Niedawno miałam ogromny zaszczyt ponownie uczestniczyć w kolacji degustacyjnej w Sofitel Grand Sopot. Podczas uroczystej kolacji poznawaliśmy letnie menu autorstwa szefa kuchni Tomasza Koprowskiego. Dania zaprezentowano w towarzystwie luksusowych szampanów Perrier-Jouet. Zapraszam Was najpierw do obejrzenia relacji z wiosennego menu abyście mieli szerszy obraz poglądu na kartę dań w hotelu – klik.
Kolacja rozpoczęła się od degustacji szampana, a potem płynnie przeszliśmy do delektowania się daniami w letnim wydaniu.
Poniżej przedstawię nazwy serwowanych dań oraz dobranych do nich szampanów, a na samym końcu kilka słów ode mnie.
Małże Św. Jakuba, fioletowy kalafior, groszek, zielone jabłko.
Perrier-Jouet Grand Brut.
Foie gras, brioche, maliny, palona czekolada, jabłko pieczone w miodzie, rabarbar.
Perrier-Jouet Blason Rose.
Krem z młodej kapusty, suszona kiełbasa, zsiadłe mleko, koper.
Filet z sandacza, młode warzywa, kalarepa, koper włoski, rak, limonka.
Belle Epoque.
Comber jagnięcy, ciecierzyca, pomidory, wiśnie, papryka, słodki ziemniak.
Belle Epoue Rose.
Grand Mille feuille, wanilia, maliny, lody śmietankowe.
Blason Rose.
Carpaccio z melona, arbuz, sorbet limonkowy, mięta.
Grand Brut.
Najbardziej zachwycona, podobnie jak ostatnio, byłam przystawką foie gras, bo tutaj każdy element dania się dopełniał. Sporym zaskoczeniem okazał się dla mnie krem z młodej kapusty, który zaserwowano w formie cappuccino, to była świetna zupa, a za kapustą wcale nie przepadam. Ryba była idealnie przygotowana, jagnięcina wybornie smakowała. Deser, w którym się zakochałam to tradycyjne, francuskie mille feuille, czyli listki ciasta francuskiego przekładane kremem patissiere – niebo w gębie. Dopełnieniem tego deseru były kawałki czekolady (te pomarańczowe na zdjęciu), które smakowały owocowo :). Wszystko smakowało doskonałe w towarzystwie luksusowych szampanów, gdzie ceny butelki sięgały kilka set złotych, ah to był bardzo przyjemny wieczór :).
Na koniec mam dla Was BONUS – filmik z kolacji.

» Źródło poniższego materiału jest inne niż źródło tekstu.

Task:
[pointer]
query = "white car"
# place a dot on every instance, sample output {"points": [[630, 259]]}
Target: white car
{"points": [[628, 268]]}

Na które danie Wy byście się skusili?
Małże św. Jakuba, sandacz i deser z malinami – już mi się włączył ślinotok ;).
widzę, że lubimy podobne klimaty 🙂
Skusiłabym się na szampana…na nieograniczoną jego ilość 🙂 i na desery 🙂 Grand Mille feuille, wanilia, maliny, lody śmietankowe.
Blason Rose i Carpaccio z melona, arbuz, sorbet limonkowy, mięta.
Grand Brut. Asia Marzejon z fb.
Cieszę się że znalazłabyś coś dla siebie 🙂
Dziękuję za filmik ! Oby więcej ich było z Twoich kulinarnych wypraw 🙂 Asia Marzejon z fb.